One obvious downside to these options is that they only support outbound HTTP/HTTPS connectivity. Whilst there are many situations in which this will be perfectly sufficient, this can be problematic limitation.
There is a reasonable amount of maintenance required when using this solution - not only will allow lists need to be maintained, but the proxy solution itself and the instances it runs on will too. Configuring applications to utilize the explicit proxy can sometimes be challenging, meaning this approach places an additional burden on developers and application support teams.
Other Third party solutions
As well as third party solutions from AWS Marketplace which provide explicit HTTP/HTTPS proxy, there are some solutions available which offer hostname based filtering but act as a NAT gateway.
I do not have any direct experience with any of these products, so I won’t provide any further comment on them beyond acknowledging their existence.
Suggested approach
In smaller environments, you may decide that you are comfortable letting developers decide the levels of outbound access that is appropriate for their application. This is particularly true in serverless environments, where the scope for deploying rootkits is limited or non-existent.

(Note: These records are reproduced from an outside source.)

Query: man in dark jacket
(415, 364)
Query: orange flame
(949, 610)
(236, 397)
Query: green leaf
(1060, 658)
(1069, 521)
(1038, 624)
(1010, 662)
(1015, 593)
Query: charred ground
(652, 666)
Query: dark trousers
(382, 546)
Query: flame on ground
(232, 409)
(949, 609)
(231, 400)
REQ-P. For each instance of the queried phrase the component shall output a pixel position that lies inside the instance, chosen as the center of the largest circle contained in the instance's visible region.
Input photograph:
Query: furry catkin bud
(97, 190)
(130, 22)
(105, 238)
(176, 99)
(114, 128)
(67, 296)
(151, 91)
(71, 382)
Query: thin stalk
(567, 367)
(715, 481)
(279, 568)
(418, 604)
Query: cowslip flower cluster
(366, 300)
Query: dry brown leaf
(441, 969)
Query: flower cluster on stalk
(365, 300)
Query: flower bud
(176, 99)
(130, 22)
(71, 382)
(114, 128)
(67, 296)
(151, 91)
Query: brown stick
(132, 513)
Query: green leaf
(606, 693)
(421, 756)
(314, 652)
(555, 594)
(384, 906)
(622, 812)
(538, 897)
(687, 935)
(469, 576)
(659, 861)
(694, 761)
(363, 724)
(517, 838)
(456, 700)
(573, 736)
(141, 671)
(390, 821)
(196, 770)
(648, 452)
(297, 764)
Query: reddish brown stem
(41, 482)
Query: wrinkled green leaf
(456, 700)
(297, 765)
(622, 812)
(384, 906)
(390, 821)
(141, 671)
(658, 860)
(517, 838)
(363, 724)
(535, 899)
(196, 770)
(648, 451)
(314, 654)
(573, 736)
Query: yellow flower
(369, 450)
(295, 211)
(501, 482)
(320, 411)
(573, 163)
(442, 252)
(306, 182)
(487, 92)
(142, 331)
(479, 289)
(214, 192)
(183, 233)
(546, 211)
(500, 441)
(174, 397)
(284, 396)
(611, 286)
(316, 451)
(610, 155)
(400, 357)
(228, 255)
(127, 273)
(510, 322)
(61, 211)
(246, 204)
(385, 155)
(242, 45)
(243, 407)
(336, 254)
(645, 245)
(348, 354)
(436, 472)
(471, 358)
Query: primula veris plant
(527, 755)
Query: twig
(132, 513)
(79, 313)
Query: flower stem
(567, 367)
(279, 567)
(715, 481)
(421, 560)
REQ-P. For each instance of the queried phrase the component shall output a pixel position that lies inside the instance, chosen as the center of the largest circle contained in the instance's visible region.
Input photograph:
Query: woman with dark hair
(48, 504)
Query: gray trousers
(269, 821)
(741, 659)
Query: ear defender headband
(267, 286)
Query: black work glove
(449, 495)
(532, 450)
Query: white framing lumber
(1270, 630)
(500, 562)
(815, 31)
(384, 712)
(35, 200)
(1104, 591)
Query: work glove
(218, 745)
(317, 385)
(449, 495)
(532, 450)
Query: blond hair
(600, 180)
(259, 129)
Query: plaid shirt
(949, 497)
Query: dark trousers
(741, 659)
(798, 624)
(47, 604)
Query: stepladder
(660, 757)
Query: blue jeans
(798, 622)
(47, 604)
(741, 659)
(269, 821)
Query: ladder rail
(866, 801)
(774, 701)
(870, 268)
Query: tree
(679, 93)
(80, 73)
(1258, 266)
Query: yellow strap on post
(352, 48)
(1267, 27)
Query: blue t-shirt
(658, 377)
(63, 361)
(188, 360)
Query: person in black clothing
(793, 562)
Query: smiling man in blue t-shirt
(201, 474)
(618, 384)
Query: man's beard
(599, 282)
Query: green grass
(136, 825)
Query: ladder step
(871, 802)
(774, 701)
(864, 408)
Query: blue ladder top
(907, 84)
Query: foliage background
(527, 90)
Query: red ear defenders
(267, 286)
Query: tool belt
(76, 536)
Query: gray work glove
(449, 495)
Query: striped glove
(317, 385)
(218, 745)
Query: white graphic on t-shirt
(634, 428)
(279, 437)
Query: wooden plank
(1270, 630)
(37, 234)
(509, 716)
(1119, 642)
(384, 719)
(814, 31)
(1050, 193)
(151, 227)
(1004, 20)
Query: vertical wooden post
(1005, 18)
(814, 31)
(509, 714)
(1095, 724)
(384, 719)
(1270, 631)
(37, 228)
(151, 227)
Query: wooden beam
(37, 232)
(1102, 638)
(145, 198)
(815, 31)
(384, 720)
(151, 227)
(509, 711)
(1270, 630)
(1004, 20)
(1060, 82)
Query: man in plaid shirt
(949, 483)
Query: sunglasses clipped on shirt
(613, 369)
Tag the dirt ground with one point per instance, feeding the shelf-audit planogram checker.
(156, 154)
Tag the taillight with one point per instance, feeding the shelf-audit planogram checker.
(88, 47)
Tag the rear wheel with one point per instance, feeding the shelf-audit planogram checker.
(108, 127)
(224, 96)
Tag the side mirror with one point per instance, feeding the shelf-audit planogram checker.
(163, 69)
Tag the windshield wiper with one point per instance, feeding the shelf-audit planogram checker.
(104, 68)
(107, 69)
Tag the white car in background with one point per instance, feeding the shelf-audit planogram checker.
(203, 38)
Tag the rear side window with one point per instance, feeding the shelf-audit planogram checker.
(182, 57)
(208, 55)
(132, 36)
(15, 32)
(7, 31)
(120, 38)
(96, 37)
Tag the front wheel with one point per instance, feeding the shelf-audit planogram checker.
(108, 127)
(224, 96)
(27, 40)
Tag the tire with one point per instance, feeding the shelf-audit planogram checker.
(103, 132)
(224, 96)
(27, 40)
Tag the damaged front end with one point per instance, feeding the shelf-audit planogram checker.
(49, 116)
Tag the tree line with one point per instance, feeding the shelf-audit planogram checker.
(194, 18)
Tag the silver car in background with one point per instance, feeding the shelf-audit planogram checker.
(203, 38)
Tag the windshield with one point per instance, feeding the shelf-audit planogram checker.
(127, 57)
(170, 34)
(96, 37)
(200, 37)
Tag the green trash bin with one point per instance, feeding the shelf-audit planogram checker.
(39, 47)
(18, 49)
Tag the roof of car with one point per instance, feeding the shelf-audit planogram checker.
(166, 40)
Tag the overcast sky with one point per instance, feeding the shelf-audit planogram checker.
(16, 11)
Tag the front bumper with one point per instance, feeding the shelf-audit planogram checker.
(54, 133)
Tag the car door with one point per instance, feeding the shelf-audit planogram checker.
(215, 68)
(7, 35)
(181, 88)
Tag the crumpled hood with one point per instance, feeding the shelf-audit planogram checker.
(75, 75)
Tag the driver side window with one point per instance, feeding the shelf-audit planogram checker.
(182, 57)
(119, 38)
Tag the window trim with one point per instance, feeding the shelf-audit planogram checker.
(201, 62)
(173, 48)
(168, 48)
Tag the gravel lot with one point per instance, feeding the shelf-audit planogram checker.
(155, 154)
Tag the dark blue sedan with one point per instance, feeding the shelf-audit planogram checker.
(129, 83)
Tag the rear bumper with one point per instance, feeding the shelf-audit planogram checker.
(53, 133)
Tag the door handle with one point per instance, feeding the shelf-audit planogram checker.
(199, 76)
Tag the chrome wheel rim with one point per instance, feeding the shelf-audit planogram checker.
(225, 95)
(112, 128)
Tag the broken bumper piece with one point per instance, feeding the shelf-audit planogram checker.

For everyone else, I would suggest that AWS Network Firewall makes the most sense to evaluate as the ‘default’ option. It offers good flexibility with the Suricata rule engine, and can easily be deployed throughout an environment.
It’s important to acknowledge that everything short of full outbound access is going to create a point of friction between the team with control over that outbound access and everyone using the environment. That doesn’t mean that it’s wrong to try and control outbound access, but it is vital to have the right team and processes in place to handle requests in a timely manner. If outbound access is restricted it is inevitable that at some point there will be an outage, possibly out of business hours, that will require additional outbound access to resolve. If outbound access is managed by a team that isn’t able to deal with this situation, it could have serious repercussions.